🤖 AI Summary
Large language models (LLMs) face challenges in task-oriented dialogue (TOD), particularly in multi-step decision-making and effective external knowledge invocation.
Method: This work introduces the ReAct paradigm to TOD for the first time, systematically integrating reasoning–action co-prompting, simulated environment evaluation, real-user testing, and multi-dimensional human evaluation.

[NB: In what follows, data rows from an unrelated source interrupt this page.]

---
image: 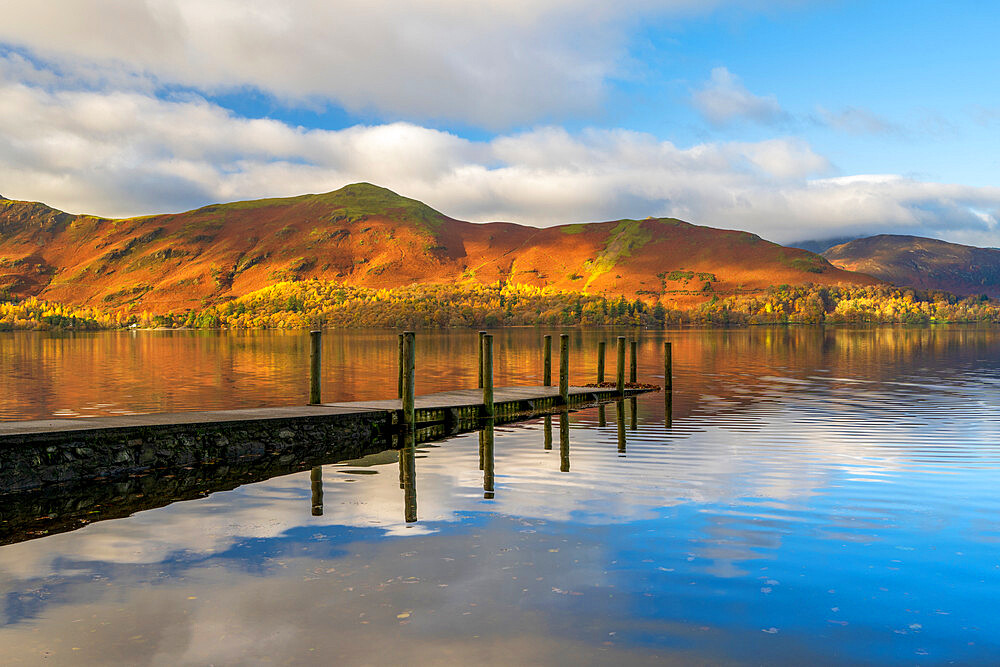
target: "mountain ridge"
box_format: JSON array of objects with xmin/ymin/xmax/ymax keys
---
[
  {"xmin": 821, "ymin": 234, "xmax": 1000, "ymax": 298},
  {"xmin": 0, "ymin": 183, "xmax": 877, "ymax": 311}
]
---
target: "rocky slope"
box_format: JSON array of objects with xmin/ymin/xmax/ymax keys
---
[{"xmin": 0, "ymin": 183, "xmax": 876, "ymax": 312}]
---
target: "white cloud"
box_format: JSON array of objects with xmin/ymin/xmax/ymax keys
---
[
  {"xmin": 0, "ymin": 57, "xmax": 1000, "ymax": 245},
  {"xmin": 691, "ymin": 67, "xmax": 788, "ymax": 125},
  {"xmin": 817, "ymin": 107, "xmax": 902, "ymax": 134},
  {"xmin": 0, "ymin": 0, "xmax": 772, "ymax": 128}
]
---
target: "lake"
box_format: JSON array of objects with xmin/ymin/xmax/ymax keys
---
[{"xmin": 0, "ymin": 327, "xmax": 1000, "ymax": 665}]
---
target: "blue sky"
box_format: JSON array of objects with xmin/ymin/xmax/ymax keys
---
[{"xmin": 0, "ymin": 0, "xmax": 1000, "ymax": 246}]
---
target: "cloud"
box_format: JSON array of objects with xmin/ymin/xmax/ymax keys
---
[
  {"xmin": 691, "ymin": 67, "xmax": 789, "ymax": 126},
  {"xmin": 0, "ymin": 0, "xmax": 772, "ymax": 128},
  {"xmin": 0, "ymin": 57, "xmax": 1000, "ymax": 245},
  {"xmin": 817, "ymin": 107, "xmax": 902, "ymax": 134}
]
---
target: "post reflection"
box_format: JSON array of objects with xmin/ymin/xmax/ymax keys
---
[
  {"xmin": 480, "ymin": 419, "xmax": 495, "ymax": 500},
  {"xmin": 615, "ymin": 401, "xmax": 625, "ymax": 454},
  {"xmin": 399, "ymin": 430, "xmax": 417, "ymax": 523},
  {"xmin": 559, "ymin": 410, "xmax": 569, "ymax": 472},
  {"xmin": 309, "ymin": 466, "xmax": 323, "ymax": 516}
]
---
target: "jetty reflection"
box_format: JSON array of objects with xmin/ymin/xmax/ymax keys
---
[{"xmin": 309, "ymin": 466, "xmax": 323, "ymax": 516}]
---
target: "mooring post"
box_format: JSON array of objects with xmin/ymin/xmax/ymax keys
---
[
  {"xmin": 559, "ymin": 334, "xmax": 569, "ymax": 405},
  {"xmin": 615, "ymin": 336, "xmax": 625, "ymax": 396},
  {"xmin": 309, "ymin": 466, "xmax": 323, "ymax": 516},
  {"xmin": 615, "ymin": 400, "xmax": 625, "ymax": 454},
  {"xmin": 479, "ymin": 331, "xmax": 486, "ymax": 389},
  {"xmin": 481, "ymin": 334, "xmax": 494, "ymax": 419},
  {"xmin": 402, "ymin": 331, "xmax": 417, "ymax": 430},
  {"xmin": 628, "ymin": 340, "xmax": 639, "ymax": 383},
  {"xmin": 597, "ymin": 340, "xmax": 608, "ymax": 384},
  {"xmin": 663, "ymin": 341, "xmax": 674, "ymax": 391},
  {"xmin": 309, "ymin": 331, "xmax": 323, "ymax": 405},
  {"xmin": 396, "ymin": 334, "xmax": 403, "ymax": 398},
  {"xmin": 542, "ymin": 334, "xmax": 552, "ymax": 387},
  {"xmin": 663, "ymin": 389, "xmax": 674, "ymax": 428}
]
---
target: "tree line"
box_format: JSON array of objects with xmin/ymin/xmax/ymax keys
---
[{"xmin": 0, "ymin": 280, "xmax": 1000, "ymax": 330}]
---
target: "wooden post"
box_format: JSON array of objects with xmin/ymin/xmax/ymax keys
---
[
  {"xmin": 479, "ymin": 331, "xmax": 486, "ymax": 389},
  {"xmin": 309, "ymin": 466, "xmax": 323, "ymax": 516},
  {"xmin": 663, "ymin": 389, "xmax": 674, "ymax": 428},
  {"xmin": 615, "ymin": 400, "xmax": 625, "ymax": 454},
  {"xmin": 309, "ymin": 331, "xmax": 323, "ymax": 405},
  {"xmin": 402, "ymin": 331, "xmax": 417, "ymax": 430},
  {"xmin": 663, "ymin": 341, "xmax": 674, "ymax": 391},
  {"xmin": 542, "ymin": 334, "xmax": 552, "ymax": 387},
  {"xmin": 615, "ymin": 336, "xmax": 625, "ymax": 396},
  {"xmin": 597, "ymin": 340, "xmax": 608, "ymax": 383},
  {"xmin": 481, "ymin": 334, "xmax": 494, "ymax": 419},
  {"xmin": 559, "ymin": 410, "xmax": 569, "ymax": 472},
  {"xmin": 628, "ymin": 340, "xmax": 639, "ymax": 383},
  {"xmin": 559, "ymin": 334, "xmax": 569, "ymax": 405},
  {"xmin": 479, "ymin": 431, "xmax": 486, "ymax": 470},
  {"xmin": 396, "ymin": 334, "xmax": 403, "ymax": 398}
]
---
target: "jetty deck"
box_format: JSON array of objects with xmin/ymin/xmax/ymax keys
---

Contribution/Results: ReAct-enhanced LLMs significantly improve subjective user satisfaction, dialogue naturalness, and robustness in real-world interactions. Although task completion rates remain slightly below current state-of-the-art (SOTA) systems, our findings reveal a fundamental trade-off between objective success metrics and holistic user experience. This challenges purely metric-driven evaluation paradigms and establishes a human-centered framework for both model design and assessment in TOD—paving the way for more usable, trustworthy, and user-aligned conversational agents.
📝 Abstract
Large language models (LLMs) gained immense popularity due to their impressive capabilities in unstructured conversations. However, they underperform compared to previous approaches in task-oriented dialogue (TOD), wherein reasoning and accessing external information are crucial. Empowering LLMs with advanced prompting strategies such as reasoning and acting (ReAct) has shown promise in solving complex tasks traditionally requiring reinforcement learning. In this work, we apply the ReAct strategy to guide LLMs performing TOD. We evaluate ReAct-based LLMs (ReAct-LLMs) both in simulation and with real users. While ReAct-LLMs seem to underperform state-of-the-art approaches in simulation, human evaluation indicates higher user satisfaction rate compared to handcrafted systems despite having a lower success rate.